[Python/C++] `S3FileSystem` slow to deserialize due to AWS rule engine JSON parsing #40279

fjetter · 2024-02-28T16:34:39Z

Describe the bug, including details regarding any error messages, version, and platform.

Deserializing a pickled S3FileSystem instance is surprisingly slow

import boto3
from pyarrow.fs import S3FileSystem

# Going via boto is not strictly necessary but setting all the keys and tokens already avoids one HTTP request during init
session = boto3.session.Session()
credentials = session.get_credentials()

fs = S3FileSystem(
    secret_key=credentials.secret_key,
    access_key=credentials.access_key,
    region="us-east-2",
    session_token=credentials.token,
)
# Note: This can also be seen by using just S3FileSystem() but this then posts one HTTP request and I want to emphasize the slow json parser, see below

%timeit pickle.loads(pickle.dumps(fs))

takes 1.01 ms ± 153 µs per loop on my machine

Looking at a py-spy profile shows that most of the time is spent in some internal JSON parsing. Is there a way to avoid this?

Component(s)

Python

The text was updated successfully, but these errors were encountered:

jorisvandenbossche · 2024-02-29T15:17:52Z

cc @pitrou

pitrou · 2024-02-29T16:17:04Z

Looking at a py-spy profile shows that most of the time is spent in some internal JSON parsing. Is there a way to avoid this?

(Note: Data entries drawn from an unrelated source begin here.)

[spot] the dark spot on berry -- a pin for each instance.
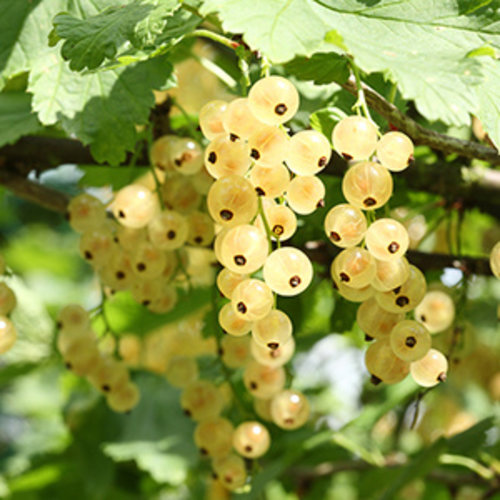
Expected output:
(226, 214)
(322, 161)
(402, 301)
(393, 247)
(335, 236)
(410, 342)
(344, 277)
(240, 260)
(278, 229)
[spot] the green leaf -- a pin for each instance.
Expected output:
(101, 109)
(88, 42)
(16, 117)
(321, 68)
(281, 30)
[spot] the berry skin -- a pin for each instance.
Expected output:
(273, 100)
(387, 239)
(272, 331)
(271, 182)
(305, 194)
(244, 249)
(436, 311)
(309, 152)
(495, 260)
(210, 118)
(354, 266)
(345, 225)
(263, 381)
(252, 300)
(227, 281)
(201, 400)
(239, 121)
(224, 157)
(282, 222)
(231, 323)
(383, 364)
(288, 271)
(8, 334)
(290, 409)
(355, 138)
(268, 146)
(251, 439)
(410, 340)
(430, 370)
(367, 185)
(232, 201)
(134, 206)
(406, 297)
(376, 323)
(214, 437)
(395, 151)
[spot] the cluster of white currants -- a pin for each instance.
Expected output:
(8, 332)
(78, 345)
(376, 272)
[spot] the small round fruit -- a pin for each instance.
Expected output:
(273, 100)
(436, 311)
(410, 340)
(252, 300)
(367, 185)
(406, 297)
(244, 249)
(305, 194)
(345, 225)
(355, 138)
(232, 200)
(383, 365)
(354, 266)
(387, 239)
(273, 331)
(263, 381)
(431, 369)
(251, 439)
(308, 153)
(8, 334)
(290, 409)
(210, 118)
(395, 151)
(288, 271)
(134, 206)
(224, 157)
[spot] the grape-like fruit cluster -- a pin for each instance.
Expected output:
(372, 268)
(8, 301)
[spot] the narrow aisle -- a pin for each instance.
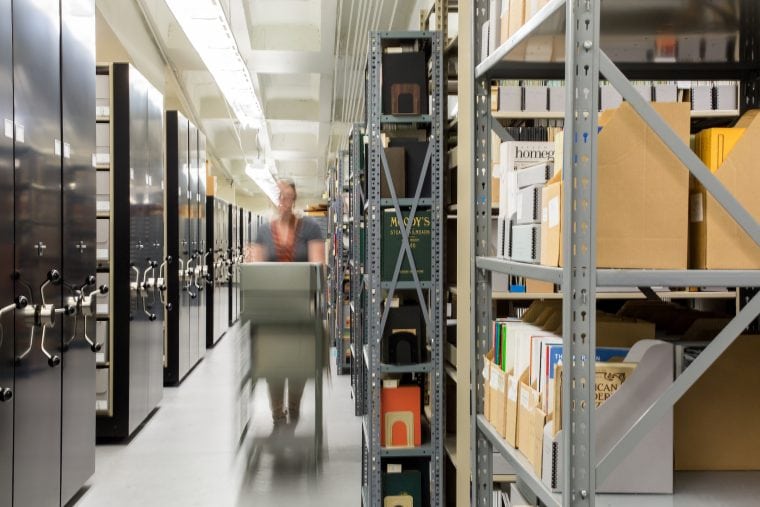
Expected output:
(187, 453)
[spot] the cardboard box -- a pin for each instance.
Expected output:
(716, 241)
(642, 194)
(400, 417)
(405, 83)
(397, 168)
(716, 422)
(648, 468)
(530, 425)
(498, 392)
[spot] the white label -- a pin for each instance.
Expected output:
(494, 380)
(524, 399)
(696, 208)
(553, 212)
(512, 389)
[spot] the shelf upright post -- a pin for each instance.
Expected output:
(374, 309)
(482, 450)
(579, 248)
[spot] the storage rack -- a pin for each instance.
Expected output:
(338, 267)
(356, 180)
(583, 62)
(381, 293)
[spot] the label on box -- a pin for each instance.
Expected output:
(525, 399)
(512, 390)
(553, 212)
(696, 208)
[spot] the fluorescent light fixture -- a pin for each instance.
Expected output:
(206, 26)
(262, 176)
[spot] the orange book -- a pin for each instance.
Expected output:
(400, 417)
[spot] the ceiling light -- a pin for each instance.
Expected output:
(263, 177)
(207, 29)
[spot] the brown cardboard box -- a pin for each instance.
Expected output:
(487, 363)
(397, 167)
(498, 388)
(716, 422)
(716, 241)
(510, 423)
(642, 194)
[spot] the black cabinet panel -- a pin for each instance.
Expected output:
(36, 74)
(6, 253)
(78, 178)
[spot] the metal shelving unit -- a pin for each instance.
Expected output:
(339, 261)
(356, 171)
(430, 295)
(599, 34)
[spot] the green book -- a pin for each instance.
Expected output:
(419, 241)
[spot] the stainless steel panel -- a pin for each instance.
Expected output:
(194, 313)
(6, 252)
(155, 221)
(139, 327)
(79, 208)
(203, 247)
(36, 37)
(184, 245)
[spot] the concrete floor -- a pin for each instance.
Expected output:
(187, 454)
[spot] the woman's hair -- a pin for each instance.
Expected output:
(290, 183)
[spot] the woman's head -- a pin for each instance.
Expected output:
(287, 197)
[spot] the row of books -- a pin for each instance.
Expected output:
(549, 96)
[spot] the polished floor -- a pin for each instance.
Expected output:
(188, 453)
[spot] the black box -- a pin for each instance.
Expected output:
(415, 152)
(405, 83)
(403, 336)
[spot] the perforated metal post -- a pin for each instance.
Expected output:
(438, 216)
(482, 450)
(374, 310)
(579, 250)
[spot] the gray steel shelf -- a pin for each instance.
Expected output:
(614, 39)
(379, 293)
(629, 33)
(630, 277)
(394, 368)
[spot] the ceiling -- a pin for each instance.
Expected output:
(306, 58)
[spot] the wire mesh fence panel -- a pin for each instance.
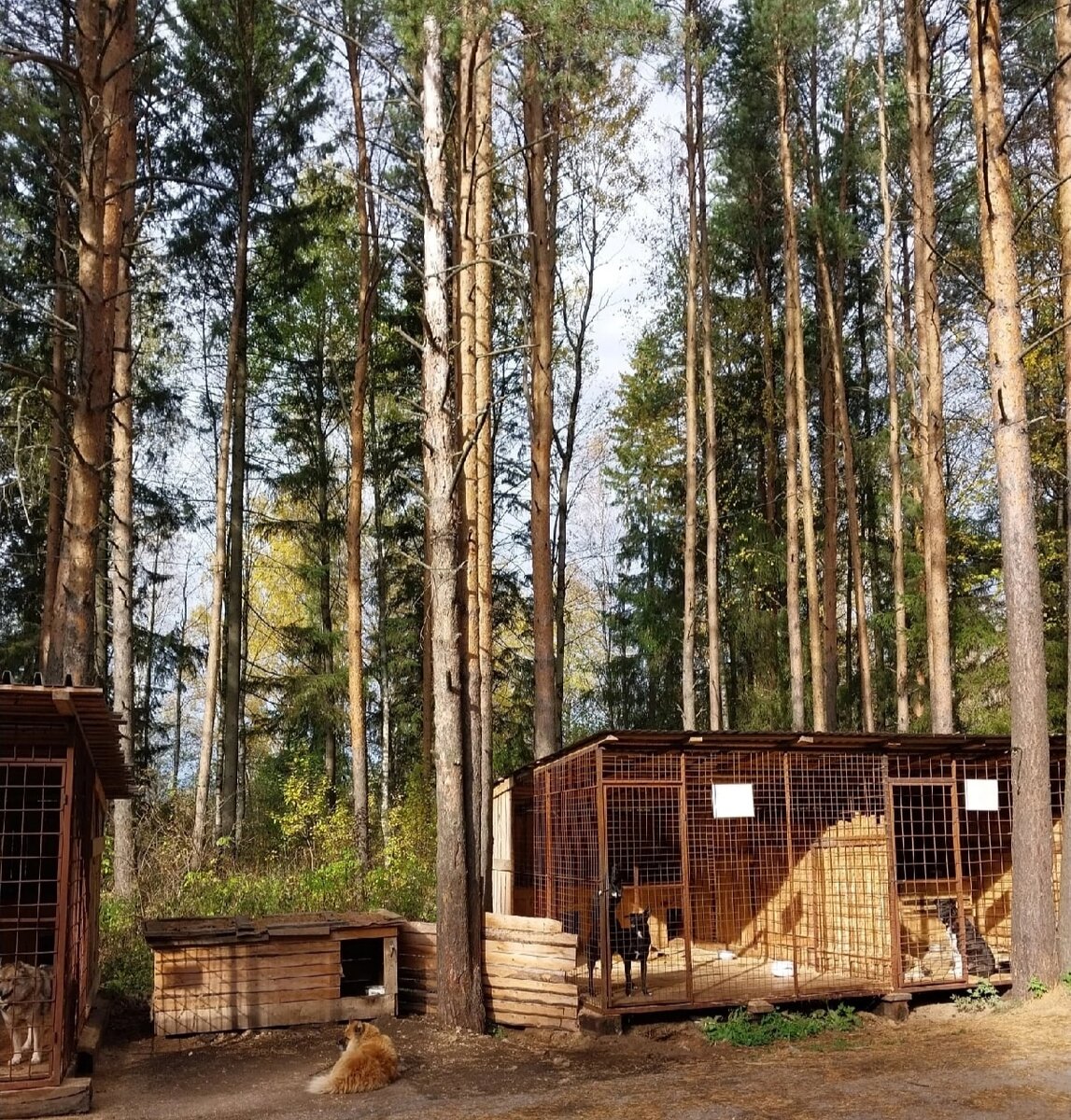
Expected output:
(734, 872)
(743, 908)
(646, 891)
(30, 826)
(839, 878)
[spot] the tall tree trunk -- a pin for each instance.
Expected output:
(325, 565)
(103, 32)
(58, 386)
(896, 499)
(855, 553)
(459, 984)
(486, 440)
(693, 143)
(542, 163)
(928, 331)
(215, 619)
(387, 753)
(122, 168)
(768, 408)
(368, 287)
(794, 326)
(711, 429)
(576, 336)
(235, 582)
(180, 681)
(1061, 99)
(830, 511)
(465, 313)
(1033, 911)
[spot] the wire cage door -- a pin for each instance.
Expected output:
(644, 955)
(928, 880)
(32, 832)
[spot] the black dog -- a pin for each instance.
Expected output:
(631, 945)
(980, 961)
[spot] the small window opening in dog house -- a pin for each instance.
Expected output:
(981, 795)
(362, 967)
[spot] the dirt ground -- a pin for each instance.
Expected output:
(1014, 1062)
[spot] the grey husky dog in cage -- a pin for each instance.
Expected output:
(631, 945)
(26, 992)
(976, 952)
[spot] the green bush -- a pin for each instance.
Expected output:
(125, 960)
(980, 998)
(740, 1029)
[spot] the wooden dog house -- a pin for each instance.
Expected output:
(779, 867)
(60, 762)
(235, 973)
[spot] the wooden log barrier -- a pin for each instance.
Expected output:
(526, 970)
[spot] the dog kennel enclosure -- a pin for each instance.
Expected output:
(234, 973)
(60, 762)
(779, 867)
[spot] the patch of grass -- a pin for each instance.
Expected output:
(982, 997)
(125, 959)
(1036, 987)
(740, 1029)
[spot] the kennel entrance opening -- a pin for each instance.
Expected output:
(643, 844)
(928, 872)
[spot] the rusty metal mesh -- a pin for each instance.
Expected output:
(744, 874)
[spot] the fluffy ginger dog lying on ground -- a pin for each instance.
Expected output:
(368, 1061)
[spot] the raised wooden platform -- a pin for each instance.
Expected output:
(71, 1097)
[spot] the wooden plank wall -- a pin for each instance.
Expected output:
(237, 987)
(527, 966)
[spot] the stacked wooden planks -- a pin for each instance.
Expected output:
(239, 973)
(527, 962)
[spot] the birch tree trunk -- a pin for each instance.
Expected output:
(931, 378)
(895, 465)
(459, 984)
(1061, 96)
(1033, 911)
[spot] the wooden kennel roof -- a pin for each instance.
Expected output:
(219, 931)
(26, 705)
(662, 742)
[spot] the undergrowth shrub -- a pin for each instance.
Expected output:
(982, 997)
(740, 1029)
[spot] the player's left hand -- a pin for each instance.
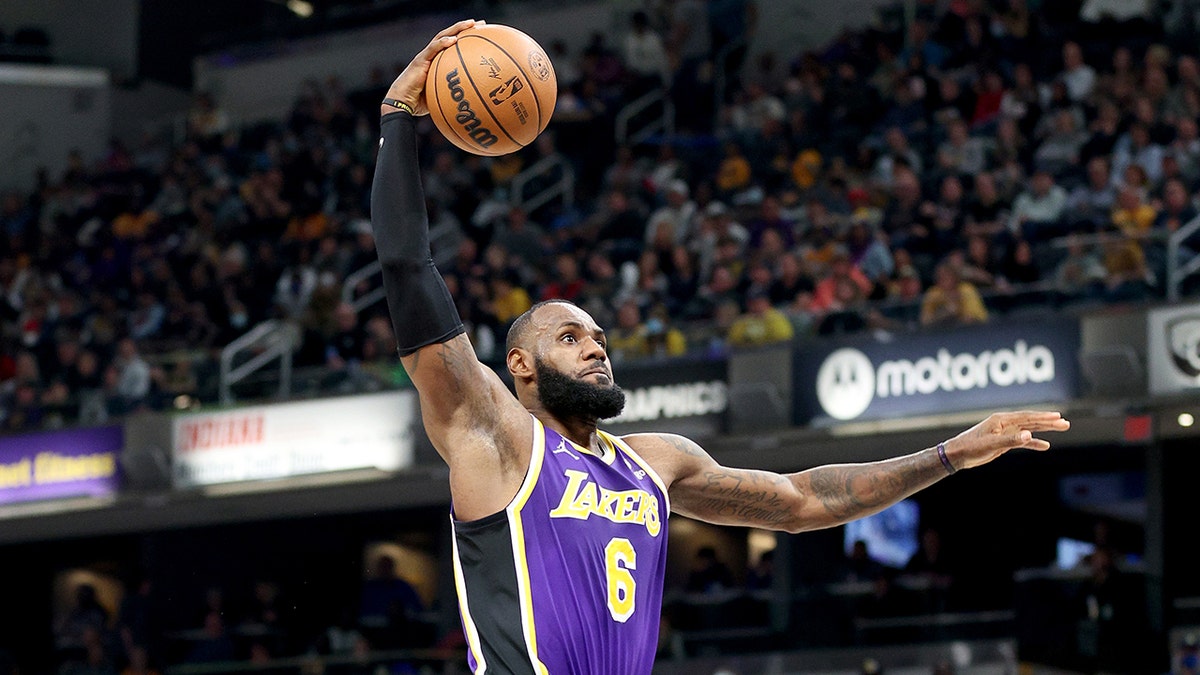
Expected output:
(1001, 432)
(409, 84)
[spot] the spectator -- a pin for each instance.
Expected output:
(708, 574)
(1079, 77)
(82, 623)
(761, 323)
(1037, 213)
(672, 222)
(931, 567)
(138, 662)
(1059, 151)
(132, 375)
(1080, 275)
(1109, 617)
(388, 605)
(859, 566)
(1091, 204)
(951, 300)
(215, 644)
(645, 55)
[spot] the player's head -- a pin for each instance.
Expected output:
(556, 354)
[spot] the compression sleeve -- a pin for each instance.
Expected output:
(423, 312)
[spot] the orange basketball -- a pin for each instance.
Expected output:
(492, 91)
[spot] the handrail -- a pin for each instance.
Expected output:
(665, 123)
(1177, 270)
(448, 658)
(564, 187)
(279, 344)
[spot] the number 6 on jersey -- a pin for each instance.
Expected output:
(619, 557)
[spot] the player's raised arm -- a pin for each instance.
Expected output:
(829, 495)
(473, 420)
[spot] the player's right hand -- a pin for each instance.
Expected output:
(409, 85)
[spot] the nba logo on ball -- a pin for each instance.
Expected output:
(492, 91)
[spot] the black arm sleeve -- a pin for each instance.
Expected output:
(423, 312)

I have no idea. S3 configuration mechanisms are still a mystery to me.

pitrou · 2024-02-29T16:33:55Z

Similar observations here:

>>> %timeit s = S3FileSystem()
1.29 ms ± 1.27 µs per loop (mean ± std. dev. of 7 runs, 1,000 loops each)
>>> %timeit s = S3FileSystem(anonymous=True)
1.29 ms ± 5.52 µs per loop (mean ± std. dev. of 7 runs, 1,000 loops each)
>>> %timeit s = S3FileSystem(anonymous=True, region='eu-west-1')
1.29 ms ± 4.86 µs per loop (mean ± std. dev. of 7 runs, 1,000 loops each)

pitrou · 2024-02-29T17:25:29Z

@fjetter Is it the repeated cost that bothers you? As in, if only the first S3FileSystem instantiation in a Python process was slow, would you mind?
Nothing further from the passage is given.